Thursday, July 2, 2015

1954 Sticky Toffee Date Pudding

There's nothing fancy or frilly about a baked pudding. It's plain and simple but there is something deeply satisfying and supremely indulgent about a sticky pudding complete with pools of sticky toffee sauce and of course,  a good glug of piping hot custard. Something else which always accompanies a baked pudding, is a big spoonful of nostalgia. And this one, if it's even possible, comes with an extra dose. Because the recipe is over 60 years old. 

When my great aunt Gwen died recently, I was given a great gift; 3 large falling-apart boxes filled with her love of recipe hoarding and all sorts of vintage kitchen paraphernalia. There were pages upon pages of recipes - not in a book or file but just stacks of cuttings torn out of magazines, from the back of soup packets and old shopping lists, some even quickly jotted down on the back of a church hymn booklet. But it was amongst these droves of recipes, that I discovered a few real gems. 
And this recipe is one of them. 

Cape Times Newspaper - Wednesday, June 16, 1954
 Margaret Pollitt writes: 'One of the biggest problems of winter menu-planning is how to ring the changes with the sweet course - those sturdy summer standbys, ice cream, jellies and fruit salads, are of no use now to the mother whose children crave a big helping of pudding after the main course has been polished off.'

I cropped out the advert for corsetry services in the bottom right, although, in hindsight, that advert placement was very good!  

Amongst recipes for pancakes (Margaret advises budding cooks that 'tossing pancakes only comes with experience!'- you've been warned.), hot orange pudding, steamed sago pudding and roly poly, a date pud caught my attention. And it would be perfection when baked in my vintage pudding bowl (side note: how beautiful is this?!)
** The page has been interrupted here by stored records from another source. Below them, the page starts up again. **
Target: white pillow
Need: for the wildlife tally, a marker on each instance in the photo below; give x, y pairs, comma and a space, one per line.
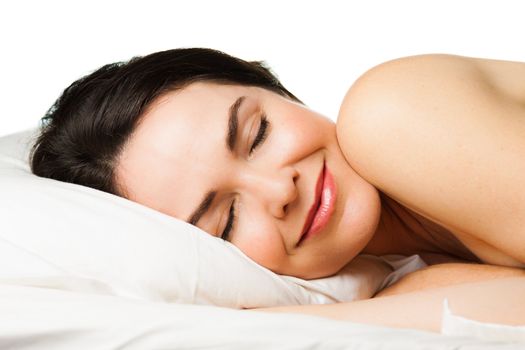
60, 235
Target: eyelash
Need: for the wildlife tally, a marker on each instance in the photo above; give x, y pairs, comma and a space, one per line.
261, 136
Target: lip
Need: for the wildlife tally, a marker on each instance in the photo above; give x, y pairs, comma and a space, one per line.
323, 206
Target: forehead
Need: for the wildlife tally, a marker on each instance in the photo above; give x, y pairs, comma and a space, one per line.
167, 162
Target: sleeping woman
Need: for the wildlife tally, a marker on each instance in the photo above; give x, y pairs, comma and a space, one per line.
427, 157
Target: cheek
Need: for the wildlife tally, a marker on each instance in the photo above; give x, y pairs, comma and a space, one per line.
265, 247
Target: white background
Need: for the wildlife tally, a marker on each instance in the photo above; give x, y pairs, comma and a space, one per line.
317, 48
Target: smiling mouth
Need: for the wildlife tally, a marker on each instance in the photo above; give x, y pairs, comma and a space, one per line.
323, 207
315, 206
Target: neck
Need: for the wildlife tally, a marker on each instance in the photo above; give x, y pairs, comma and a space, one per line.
391, 234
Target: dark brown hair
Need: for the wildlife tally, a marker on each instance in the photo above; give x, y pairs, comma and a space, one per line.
84, 132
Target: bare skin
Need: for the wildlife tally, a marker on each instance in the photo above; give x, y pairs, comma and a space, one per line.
451, 136
452, 149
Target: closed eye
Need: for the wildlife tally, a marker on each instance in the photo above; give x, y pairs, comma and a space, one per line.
261, 136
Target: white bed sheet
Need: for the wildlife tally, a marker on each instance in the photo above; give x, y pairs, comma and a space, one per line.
44, 318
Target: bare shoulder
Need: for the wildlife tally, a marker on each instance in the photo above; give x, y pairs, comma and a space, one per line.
445, 136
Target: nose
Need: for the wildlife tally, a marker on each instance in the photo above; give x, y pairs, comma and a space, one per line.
275, 189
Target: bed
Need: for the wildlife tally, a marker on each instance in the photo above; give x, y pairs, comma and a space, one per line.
83, 269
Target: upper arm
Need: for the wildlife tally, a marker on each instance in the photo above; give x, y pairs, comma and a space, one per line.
485, 301
436, 133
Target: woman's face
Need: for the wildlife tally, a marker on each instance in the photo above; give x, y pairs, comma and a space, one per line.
180, 152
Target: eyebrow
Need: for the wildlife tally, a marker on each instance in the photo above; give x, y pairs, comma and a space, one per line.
231, 138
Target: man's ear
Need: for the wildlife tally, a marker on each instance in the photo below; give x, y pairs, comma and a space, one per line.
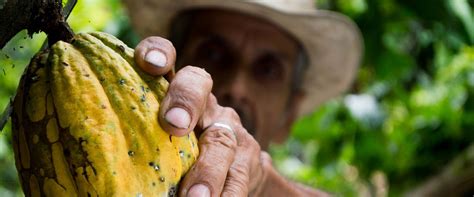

As a child I never appreciated puddings; I wanted to be a pastry chef and the simplicity of a baked pudding was completely lost on me. I only yearned to make the complicated, intricate desserts I saw in my cheffy cookbooks and magazines. My young imagination extended so much further than a quick-mix sponge drowned in thick UltraMel custard. How times have changed. Now... it's the very thing I crave when the weather turns wet and grim. Perhaps that's what makes pudding so universally soothing and rich in nostalgia. The fragrance of a baking pudding takes me back to Sunday afternoon lunches where we had to endure the delicious smell all the way through lunch. Torture. Followed by sheer bliss.
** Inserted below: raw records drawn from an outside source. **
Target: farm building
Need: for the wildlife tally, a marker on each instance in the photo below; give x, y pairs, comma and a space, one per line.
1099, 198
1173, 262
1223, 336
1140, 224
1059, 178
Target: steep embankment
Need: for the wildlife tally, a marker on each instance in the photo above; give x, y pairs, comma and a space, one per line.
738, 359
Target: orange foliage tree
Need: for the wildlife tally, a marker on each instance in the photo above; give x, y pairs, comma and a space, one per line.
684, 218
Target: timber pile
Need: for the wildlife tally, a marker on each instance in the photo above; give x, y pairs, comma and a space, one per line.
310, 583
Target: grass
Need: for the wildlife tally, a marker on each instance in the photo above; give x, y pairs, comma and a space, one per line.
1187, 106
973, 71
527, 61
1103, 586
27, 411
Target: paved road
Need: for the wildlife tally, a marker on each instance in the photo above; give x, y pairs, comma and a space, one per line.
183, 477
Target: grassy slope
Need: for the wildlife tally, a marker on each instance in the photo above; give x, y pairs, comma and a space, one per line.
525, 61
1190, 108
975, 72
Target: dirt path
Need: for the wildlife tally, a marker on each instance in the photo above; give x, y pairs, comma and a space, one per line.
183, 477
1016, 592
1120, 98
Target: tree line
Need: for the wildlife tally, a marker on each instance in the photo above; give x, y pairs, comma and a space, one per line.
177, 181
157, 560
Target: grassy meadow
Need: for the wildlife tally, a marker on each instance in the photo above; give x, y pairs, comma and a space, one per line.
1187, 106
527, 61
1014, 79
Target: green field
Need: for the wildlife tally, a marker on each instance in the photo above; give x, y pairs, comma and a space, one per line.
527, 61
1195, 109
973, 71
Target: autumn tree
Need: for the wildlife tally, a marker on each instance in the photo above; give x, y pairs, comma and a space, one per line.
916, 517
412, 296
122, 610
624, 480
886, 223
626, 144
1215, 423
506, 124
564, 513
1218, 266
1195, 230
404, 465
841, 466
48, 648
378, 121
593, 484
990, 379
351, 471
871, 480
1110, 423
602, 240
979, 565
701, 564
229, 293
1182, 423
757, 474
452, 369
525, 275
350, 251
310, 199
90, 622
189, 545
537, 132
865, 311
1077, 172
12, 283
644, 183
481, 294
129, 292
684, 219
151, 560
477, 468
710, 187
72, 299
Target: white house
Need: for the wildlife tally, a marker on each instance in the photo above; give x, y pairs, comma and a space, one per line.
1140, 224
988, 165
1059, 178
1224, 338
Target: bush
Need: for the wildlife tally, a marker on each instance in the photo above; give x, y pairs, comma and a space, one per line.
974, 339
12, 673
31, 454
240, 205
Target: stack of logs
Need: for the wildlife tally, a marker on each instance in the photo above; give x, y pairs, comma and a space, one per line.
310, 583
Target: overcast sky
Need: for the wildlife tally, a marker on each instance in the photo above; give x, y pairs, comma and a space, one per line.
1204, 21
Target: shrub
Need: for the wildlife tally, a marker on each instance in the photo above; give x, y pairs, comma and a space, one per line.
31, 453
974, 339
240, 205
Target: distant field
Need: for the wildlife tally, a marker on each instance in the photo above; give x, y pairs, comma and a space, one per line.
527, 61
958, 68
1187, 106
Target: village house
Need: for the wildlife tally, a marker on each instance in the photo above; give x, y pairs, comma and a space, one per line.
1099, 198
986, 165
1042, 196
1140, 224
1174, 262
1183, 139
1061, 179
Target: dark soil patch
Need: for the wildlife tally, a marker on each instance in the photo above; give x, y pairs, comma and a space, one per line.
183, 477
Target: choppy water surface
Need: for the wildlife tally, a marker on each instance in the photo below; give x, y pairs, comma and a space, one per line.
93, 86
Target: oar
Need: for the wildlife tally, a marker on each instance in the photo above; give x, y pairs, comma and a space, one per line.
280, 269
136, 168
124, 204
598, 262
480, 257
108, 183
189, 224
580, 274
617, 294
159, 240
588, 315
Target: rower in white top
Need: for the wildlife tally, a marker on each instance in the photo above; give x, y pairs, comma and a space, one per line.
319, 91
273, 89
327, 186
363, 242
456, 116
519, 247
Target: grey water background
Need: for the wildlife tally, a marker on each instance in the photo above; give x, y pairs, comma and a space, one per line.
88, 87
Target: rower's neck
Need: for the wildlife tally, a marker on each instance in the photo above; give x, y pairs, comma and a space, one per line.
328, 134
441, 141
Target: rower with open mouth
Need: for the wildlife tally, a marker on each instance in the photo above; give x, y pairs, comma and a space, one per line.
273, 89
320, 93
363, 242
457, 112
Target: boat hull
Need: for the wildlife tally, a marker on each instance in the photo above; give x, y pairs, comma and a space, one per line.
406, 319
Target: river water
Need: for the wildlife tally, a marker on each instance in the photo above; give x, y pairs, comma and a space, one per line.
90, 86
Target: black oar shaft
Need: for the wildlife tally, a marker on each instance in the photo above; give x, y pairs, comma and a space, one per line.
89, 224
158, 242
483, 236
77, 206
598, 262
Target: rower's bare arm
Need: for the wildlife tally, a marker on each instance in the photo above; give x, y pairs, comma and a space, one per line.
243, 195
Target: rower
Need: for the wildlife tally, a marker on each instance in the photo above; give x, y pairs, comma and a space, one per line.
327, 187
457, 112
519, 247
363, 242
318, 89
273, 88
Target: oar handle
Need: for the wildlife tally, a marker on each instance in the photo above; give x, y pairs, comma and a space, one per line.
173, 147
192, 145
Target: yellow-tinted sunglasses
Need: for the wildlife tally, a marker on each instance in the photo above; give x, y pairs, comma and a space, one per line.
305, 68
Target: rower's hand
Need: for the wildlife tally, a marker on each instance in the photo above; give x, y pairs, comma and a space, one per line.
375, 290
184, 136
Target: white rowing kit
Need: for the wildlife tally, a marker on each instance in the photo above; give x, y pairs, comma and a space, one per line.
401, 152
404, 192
1954 Sticky Toffee Date Pudding
Serves 6-8

250g dried, pitted dates
250ml (1 cup) hot water
1 tsp bicarbonate of soda
250g cake flour
250g butter
1 tsp (5ml) baking powder
2 large eggs
100g (1/2 cup) brown sugar
100g toasted pecans or walnuts, chopped

Soaking syrup:
60g butter
1 cup sugar
11/2 cups milk
2-3 tbsp sweet sherry (optional, or add 1 tsp vanilla)

Preheat the oven to 180C, fan-forced 160C. 
Grease 12 small dariole moulds or ramekins or a large 26 x 16 baking dish. 
Place the dates in a medium bowl and pour over the hot water. Sprinkle over the bicarbonate of soda and allow to stand for 30-45 minutes or until very soft. 
Place the softened dates (and the water) in a food processor with the rest of the pudding ingredients (except the nuts) and blend until smooth and combined. Stir in the nuts then pour into greased individual moulds or one large dish. 
For small puddings, bake for 10-15 minutes and large pudding, 30-35 minutes or until a skewer inserted in the middle comes out clean.
In the meantime, make the syrup; place all the ingredients in a saucepan and bring to the boil. Keep hot. 
Pour the hot syrup over the puddings as soon as they come out the oven. 
Serve immediately with salted caramel sauce (recipe below), vanilla custard or thick cream. 

Salted Caramel Sauce
Makes 500ml

1 (395g) tin condensed milk 
250ml (1 cup) cream
3 tbsp (45ml) brown sugar (like Demerara or Muscovado)
Pinch of good-quality salt (I used local Oryx desert salt)

Place the condensed milk, cream and sugar in a small saucepan and stir over low heat until the sugar is dissolved. Bring to the boil and simmer, stirring constantly until golden brown. Allow to cool, then sprinkle in the sea salt.